Ski season impact broken down |

Ski season impact broken down

Isaac Brambila

A San Francisco State University (SFSU) study reported that skiers and other winter sport enthusiasts spent nearly $428 million last ski season and generated about $33 million in tax revenue.

The study, titled Ski Lake Tahoe Regional Economic Impact and Projections study, was published by Patrick Tierney, Ph.D. and chair of the Department of Recreation, Parks and Tourism at SFSU. It surveyed nine ski resorts to reach their results.

The study gathered data from 2013/2014 figures on resort revenues, number of full- and part-time employees, payroll, capital improvements, expenditures, skier visits, visits by activity, visits by visitor residence, average length of visit and property taxes paid.

Surveyors alsoutilized average visitor spending in California per person, per day and by type for 2010/2001 and adjusted it to 2014 dollars

According to the data, the nine South Lake Tahoe Resorts surveyed represented 60 percent of all skier visits in the 2012 California ski area economic study.

During the last season, about 2.72 million winter sport enthusiasts visited South Lake Tahoe resorts, roughly 46 percent of whom were season pass holders. That 46 percent of the customer base generated roughly $138 million.

The majority of revenues came from California and Nevada residents, who generated a combined revenue of about $145.7 million.

The food and beverage industry is the most benefited by the influx of winter sports enthusiasts, who spent roughly $98.2 million during the 2013/2014 season.

Lift tickets generated nearly $91 million and lodging businesses generated roughly $75.3 million.

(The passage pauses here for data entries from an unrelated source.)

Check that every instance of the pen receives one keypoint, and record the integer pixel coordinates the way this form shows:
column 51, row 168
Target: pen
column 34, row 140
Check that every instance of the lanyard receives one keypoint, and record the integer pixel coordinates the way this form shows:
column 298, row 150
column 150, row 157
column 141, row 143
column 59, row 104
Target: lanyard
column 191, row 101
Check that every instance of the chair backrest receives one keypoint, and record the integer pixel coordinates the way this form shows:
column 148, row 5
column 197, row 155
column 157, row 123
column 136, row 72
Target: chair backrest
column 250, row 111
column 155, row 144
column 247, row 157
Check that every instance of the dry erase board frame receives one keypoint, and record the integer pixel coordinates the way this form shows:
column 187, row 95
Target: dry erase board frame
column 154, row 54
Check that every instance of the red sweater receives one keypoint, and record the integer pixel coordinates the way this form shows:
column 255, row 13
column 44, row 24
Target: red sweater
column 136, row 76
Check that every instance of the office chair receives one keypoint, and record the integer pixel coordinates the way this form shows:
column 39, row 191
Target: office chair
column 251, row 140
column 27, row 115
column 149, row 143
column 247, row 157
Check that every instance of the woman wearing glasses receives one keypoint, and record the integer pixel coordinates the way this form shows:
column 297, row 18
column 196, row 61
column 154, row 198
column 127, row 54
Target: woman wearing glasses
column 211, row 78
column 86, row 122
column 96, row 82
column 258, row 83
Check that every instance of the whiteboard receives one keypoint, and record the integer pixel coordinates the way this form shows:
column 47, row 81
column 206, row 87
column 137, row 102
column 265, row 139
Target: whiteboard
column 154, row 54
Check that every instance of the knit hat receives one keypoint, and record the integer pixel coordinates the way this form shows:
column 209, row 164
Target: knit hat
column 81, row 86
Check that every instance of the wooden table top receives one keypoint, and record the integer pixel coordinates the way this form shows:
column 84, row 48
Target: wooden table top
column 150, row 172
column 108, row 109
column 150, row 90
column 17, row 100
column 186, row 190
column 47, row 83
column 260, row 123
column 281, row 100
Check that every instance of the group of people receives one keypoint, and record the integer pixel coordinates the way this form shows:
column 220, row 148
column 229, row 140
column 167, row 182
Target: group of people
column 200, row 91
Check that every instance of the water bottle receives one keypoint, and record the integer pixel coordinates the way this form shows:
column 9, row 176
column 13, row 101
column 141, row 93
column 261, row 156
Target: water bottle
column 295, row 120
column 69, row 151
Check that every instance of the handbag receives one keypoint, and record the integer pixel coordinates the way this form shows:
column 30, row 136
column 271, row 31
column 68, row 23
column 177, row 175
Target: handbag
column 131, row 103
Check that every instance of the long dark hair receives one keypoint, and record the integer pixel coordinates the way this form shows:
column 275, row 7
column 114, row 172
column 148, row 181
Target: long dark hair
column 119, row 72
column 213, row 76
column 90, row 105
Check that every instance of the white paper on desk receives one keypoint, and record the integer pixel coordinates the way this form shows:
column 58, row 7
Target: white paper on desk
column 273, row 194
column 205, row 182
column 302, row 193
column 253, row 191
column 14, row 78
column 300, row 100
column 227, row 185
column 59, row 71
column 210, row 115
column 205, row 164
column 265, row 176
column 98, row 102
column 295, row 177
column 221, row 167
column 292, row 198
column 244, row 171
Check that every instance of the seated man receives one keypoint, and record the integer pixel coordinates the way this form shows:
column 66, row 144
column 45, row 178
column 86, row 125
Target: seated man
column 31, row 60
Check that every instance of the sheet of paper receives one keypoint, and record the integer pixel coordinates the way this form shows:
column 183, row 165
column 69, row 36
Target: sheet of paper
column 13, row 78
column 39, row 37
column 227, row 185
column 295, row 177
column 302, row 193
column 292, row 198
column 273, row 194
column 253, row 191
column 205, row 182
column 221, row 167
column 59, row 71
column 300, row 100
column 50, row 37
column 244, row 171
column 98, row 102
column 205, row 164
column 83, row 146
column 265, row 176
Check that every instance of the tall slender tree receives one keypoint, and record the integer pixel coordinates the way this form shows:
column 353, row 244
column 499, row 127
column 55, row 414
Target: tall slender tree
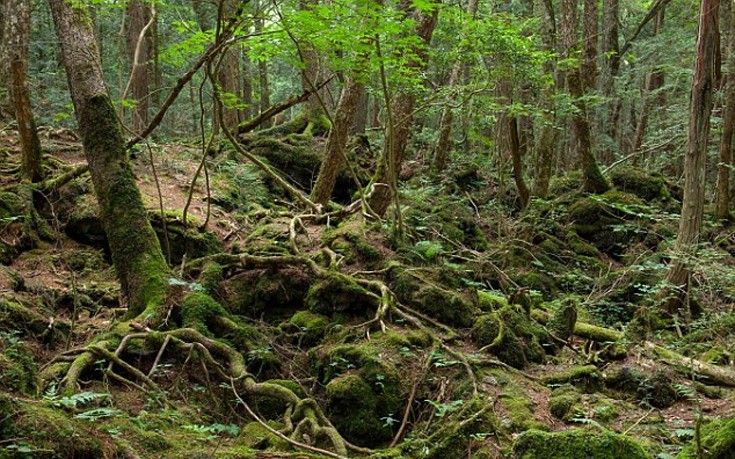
column 136, row 252
column 722, row 202
column 705, row 75
column 17, row 18
column 594, row 182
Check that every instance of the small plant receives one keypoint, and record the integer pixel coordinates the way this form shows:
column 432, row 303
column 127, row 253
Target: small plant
column 442, row 409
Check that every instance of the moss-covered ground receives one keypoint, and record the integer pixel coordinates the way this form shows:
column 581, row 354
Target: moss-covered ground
column 464, row 338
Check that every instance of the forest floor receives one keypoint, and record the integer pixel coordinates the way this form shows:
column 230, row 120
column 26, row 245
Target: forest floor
column 473, row 353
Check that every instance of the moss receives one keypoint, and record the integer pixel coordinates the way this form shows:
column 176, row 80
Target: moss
column 563, row 321
column 254, row 435
column 490, row 301
column 655, row 389
column 211, row 277
column 339, row 293
column 452, row 307
column 605, row 221
column 563, row 403
column 349, row 241
column 486, row 330
column 310, row 327
column 47, row 429
column 183, row 239
column 519, row 410
column 574, row 444
column 717, row 441
column 586, row 377
column 198, row 311
column 268, row 293
column 639, row 182
column 353, row 408
column 18, row 368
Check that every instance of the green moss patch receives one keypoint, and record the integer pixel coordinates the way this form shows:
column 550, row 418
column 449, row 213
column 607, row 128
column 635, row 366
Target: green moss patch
column 576, row 444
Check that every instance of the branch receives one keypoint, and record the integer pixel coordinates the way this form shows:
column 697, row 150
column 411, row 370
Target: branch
column 658, row 6
column 250, row 125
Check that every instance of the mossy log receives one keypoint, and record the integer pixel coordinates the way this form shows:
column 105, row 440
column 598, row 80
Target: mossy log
column 716, row 375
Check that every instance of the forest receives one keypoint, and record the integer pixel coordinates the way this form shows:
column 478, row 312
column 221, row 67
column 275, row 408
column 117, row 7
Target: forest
column 367, row 229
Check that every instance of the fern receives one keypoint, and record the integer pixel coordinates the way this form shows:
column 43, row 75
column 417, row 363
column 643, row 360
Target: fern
column 79, row 400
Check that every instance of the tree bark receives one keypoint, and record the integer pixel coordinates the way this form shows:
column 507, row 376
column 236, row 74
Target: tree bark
column 547, row 132
column 441, row 153
column 337, row 140
column 700, row 109
column 17, row 16
column 397, row 134
column 654, row 82
column 136, row 252
column 590, row 36
column 594, row 182
column 140, row 43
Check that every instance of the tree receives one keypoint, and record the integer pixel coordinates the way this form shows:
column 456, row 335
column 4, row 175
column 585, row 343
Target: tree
column 136, row 252
column 722, row 202
column 594, row 182
column 140, row 47
column 700, row 108
column 401, row 109
column 17, row 18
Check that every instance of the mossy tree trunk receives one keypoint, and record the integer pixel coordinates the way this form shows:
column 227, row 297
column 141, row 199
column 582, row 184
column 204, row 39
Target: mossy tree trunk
column 135, row 250
column 402, row 108
column 139, row 44
column 695, row 162
column 441, row 154
column 594, row 182
column 337, row 140
column 17, row 18
column 547, row 134
column 722, row 203
column 654, row 82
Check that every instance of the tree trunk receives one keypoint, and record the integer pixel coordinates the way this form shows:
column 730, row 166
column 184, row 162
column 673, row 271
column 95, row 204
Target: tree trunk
column 654, row 82
column 140, row 43
column 17, row 30
column 608, row 72
column 700, row 109
column 398, row 133
column 337, row 140
column 264, row 100
column 136, row 252
column 594, row 182
column 590, row 36
column 441, row 154
column 547, row 132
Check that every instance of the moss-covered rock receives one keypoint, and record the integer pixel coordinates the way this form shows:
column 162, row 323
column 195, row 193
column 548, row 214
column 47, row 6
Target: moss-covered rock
column 654, row 388
column 338, row 293
column 563, row 321
column 183, row 239
column 350, row 241
column 254, row 435
column 639, row 182
column 307, row 327
column 564, row 402
column 47, row 431
column 353, row 407
column 604, row 220
column 576, row 444
column 717, row 442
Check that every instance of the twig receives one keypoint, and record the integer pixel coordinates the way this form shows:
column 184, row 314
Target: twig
column 280, row 435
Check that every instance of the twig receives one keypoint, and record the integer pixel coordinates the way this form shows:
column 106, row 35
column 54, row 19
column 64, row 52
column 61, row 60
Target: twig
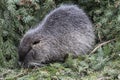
column 100, row 45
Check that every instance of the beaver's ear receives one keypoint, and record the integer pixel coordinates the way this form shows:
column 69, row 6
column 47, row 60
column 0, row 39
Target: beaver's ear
column 36, row 42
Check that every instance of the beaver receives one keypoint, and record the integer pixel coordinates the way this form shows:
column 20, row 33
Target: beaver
column 65, row 30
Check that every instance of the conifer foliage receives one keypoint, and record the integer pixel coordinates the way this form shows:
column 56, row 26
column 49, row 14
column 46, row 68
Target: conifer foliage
column 17, row 16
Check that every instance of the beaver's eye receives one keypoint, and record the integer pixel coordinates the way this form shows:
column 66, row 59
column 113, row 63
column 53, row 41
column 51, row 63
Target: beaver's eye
column 36, row 42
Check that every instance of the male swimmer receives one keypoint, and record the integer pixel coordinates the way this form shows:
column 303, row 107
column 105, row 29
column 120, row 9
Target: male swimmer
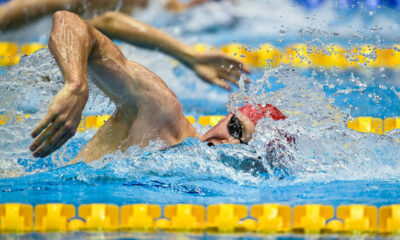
column 16, row 13
column 147, row 110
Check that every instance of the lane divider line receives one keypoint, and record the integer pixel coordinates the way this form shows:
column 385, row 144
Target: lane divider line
column 218, row 218
column 266, row 55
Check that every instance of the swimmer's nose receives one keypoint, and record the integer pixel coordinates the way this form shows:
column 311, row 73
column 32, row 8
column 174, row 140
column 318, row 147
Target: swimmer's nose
column 219, row 134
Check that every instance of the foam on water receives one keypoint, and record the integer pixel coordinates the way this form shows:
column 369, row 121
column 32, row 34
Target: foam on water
column 324, row 149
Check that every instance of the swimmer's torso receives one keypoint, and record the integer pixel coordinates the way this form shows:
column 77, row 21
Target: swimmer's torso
column 160, row 116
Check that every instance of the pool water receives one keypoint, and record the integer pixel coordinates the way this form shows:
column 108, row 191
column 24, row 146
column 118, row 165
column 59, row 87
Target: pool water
column 329, row 164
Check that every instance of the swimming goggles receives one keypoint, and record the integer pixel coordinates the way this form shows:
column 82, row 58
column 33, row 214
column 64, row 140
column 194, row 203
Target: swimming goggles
column 235, row 128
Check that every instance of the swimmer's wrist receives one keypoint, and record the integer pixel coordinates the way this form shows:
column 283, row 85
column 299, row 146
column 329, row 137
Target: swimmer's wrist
column 78, row 87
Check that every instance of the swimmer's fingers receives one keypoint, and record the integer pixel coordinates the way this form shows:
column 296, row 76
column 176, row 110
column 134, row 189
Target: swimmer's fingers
column 61, row 142
column 54, row 143
column 48, row 133
column 49, row 118
column 229, row 78
column 238, row 75
column 221, row 83
column 235, row 64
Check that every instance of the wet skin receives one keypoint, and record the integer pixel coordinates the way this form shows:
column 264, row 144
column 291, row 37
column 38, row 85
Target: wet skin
column 147, row 110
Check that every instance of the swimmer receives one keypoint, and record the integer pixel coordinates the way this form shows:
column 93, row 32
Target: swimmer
column 16, row 13
column 147, row 110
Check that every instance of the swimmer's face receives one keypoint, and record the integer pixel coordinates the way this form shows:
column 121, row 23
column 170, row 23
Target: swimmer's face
column 232, row 129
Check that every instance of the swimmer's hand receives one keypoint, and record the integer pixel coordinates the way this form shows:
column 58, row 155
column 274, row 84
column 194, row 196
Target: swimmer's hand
column 219, row 69
column 60, row 123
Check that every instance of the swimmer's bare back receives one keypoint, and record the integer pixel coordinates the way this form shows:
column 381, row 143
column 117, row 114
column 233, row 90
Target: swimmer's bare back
column 147, row 110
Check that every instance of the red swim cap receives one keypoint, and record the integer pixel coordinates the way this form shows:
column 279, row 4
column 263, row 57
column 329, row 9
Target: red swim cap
column 255, row 113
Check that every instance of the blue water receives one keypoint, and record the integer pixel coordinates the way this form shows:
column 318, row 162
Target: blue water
column 329, row 164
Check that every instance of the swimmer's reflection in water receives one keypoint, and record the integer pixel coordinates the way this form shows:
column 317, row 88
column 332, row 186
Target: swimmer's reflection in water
column 147, row 110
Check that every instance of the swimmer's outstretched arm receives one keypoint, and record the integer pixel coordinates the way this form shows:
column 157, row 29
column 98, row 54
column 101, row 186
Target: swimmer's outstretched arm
column 212, row 67
column 16, row 13
column 71, row 44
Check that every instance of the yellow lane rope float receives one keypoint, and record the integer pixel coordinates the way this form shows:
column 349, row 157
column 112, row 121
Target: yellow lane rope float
column 225, row 218
column 360, row 124
column 297, row 55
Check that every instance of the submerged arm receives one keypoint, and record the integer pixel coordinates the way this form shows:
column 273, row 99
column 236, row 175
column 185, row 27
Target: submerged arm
column 71, row 43
column 19, row 12
column 213, row 67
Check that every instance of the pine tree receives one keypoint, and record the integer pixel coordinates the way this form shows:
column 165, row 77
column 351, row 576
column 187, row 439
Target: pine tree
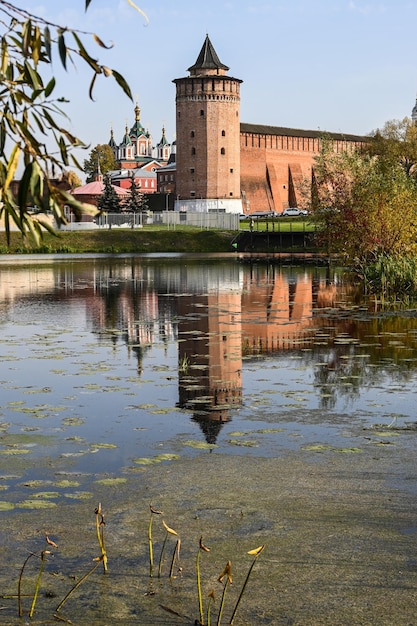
column 133, row 202
column 109, row 200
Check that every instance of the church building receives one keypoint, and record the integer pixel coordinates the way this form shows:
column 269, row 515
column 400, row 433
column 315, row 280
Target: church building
column 136, row 149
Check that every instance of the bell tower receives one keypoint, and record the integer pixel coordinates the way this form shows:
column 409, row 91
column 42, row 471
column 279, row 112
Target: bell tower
column 208, row 137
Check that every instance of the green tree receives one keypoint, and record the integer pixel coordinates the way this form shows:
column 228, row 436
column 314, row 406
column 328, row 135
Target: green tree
column 133, row 202
column 136, row 201
column 31, row 114
column 364, row 206
column 109, row 200
column 102, row 154
column 396, row 143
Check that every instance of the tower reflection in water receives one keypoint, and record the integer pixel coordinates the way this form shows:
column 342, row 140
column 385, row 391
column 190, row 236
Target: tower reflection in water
column 255, row 312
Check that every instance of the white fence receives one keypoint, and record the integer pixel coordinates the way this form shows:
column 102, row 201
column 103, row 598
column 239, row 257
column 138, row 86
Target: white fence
column 170, row 219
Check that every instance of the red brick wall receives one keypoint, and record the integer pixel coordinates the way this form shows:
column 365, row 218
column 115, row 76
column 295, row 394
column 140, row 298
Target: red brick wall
column 208, row 131
column 275, row 166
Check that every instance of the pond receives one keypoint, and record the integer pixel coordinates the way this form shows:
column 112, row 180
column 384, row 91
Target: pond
column 111, row 365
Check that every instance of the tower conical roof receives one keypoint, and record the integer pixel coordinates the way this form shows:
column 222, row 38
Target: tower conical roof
column 207, row 59
column 414, row 113
column 137, row 129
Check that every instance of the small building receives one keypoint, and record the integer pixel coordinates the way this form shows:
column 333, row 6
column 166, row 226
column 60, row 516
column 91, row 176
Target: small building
column 146, row 179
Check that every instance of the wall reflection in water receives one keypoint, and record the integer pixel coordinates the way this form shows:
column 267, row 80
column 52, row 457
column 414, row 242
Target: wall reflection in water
column 219, row 313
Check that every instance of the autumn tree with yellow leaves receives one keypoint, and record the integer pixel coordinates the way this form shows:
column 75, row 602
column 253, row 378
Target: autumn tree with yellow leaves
column 32, row 117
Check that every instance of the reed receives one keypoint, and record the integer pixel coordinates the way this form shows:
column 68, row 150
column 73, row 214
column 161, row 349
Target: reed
column 201, row 548
column 150, row 540
column 169, row 531
column 255, row 553
column 226, row 575
column 100, row 524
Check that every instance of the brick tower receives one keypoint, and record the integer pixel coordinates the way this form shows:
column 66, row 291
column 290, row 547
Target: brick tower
column 208, row 137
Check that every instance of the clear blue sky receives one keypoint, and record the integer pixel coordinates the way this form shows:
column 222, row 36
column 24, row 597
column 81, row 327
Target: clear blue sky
column 335, row 65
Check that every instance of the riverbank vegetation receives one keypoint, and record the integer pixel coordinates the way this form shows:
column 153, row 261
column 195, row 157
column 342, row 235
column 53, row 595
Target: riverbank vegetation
column 364, row 204
column 121, row 240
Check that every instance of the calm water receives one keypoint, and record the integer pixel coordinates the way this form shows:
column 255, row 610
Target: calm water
column 108, row 363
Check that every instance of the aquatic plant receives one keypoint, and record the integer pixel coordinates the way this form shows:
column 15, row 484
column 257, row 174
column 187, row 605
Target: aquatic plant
column 184, row 364
column 255, row 553
column 201, row 548
column 390, row 277
column 226, row 575
column 100, row 523
column 150, row 540
column 42, row 557
column 169, row 531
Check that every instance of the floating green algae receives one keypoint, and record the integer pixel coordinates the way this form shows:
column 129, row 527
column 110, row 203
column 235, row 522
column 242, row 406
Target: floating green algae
column 109, row 482
column 36, row 504
column 79, row 495
column 6, row 506
column 199, row 445
column 159, row 458
column 14, row 451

The most free-spending visitors were calculated to be from outside of the United States, who, according to the report, spent about $300 a day. Visitors from other states are calculated to have spent about $250 a day, and California and Nevada residents were calculated to have spent more than $180 a day.

The most conservative spenders, according to the study, were season pass holders and local residents, spending roughly $110 and $130, respectively.

Business owners and stockholders are not the only ones who benefit from ski-generated revenues, the report’s figures suggest.

During the 2013/2014 season, nearly 8,300 jobs were generated, more than 3,330 full-time jobs and nearly 5,000 part time.

Total state and federal taxes from ski resort operations exceeded $33 million, with $5.1 million in property taxes.

The total economic value, calculated from direct and secondary spending, was found to be about $564.5 million.

The resorts surveyed were Alpine Meadows, Heavenly, Homewood, Kirkwood, Mt. Rose, Northstar, Sierra- at-Tahoe, Squaw Valley, Sugar Bowl.

The author, Patrick Tierney, has a Ph.D. from Colorado State University in recreation resources management and a master’s in recreation resources. He is chairman and professor of the Recreation, Parks and Tourism Department at SFSU. In addition to his academic pursuits, Tierney was co-owner and manager of operations and finance, for 25 years, of an adventure travel business offering programs in Colorado, Utah and Alaska.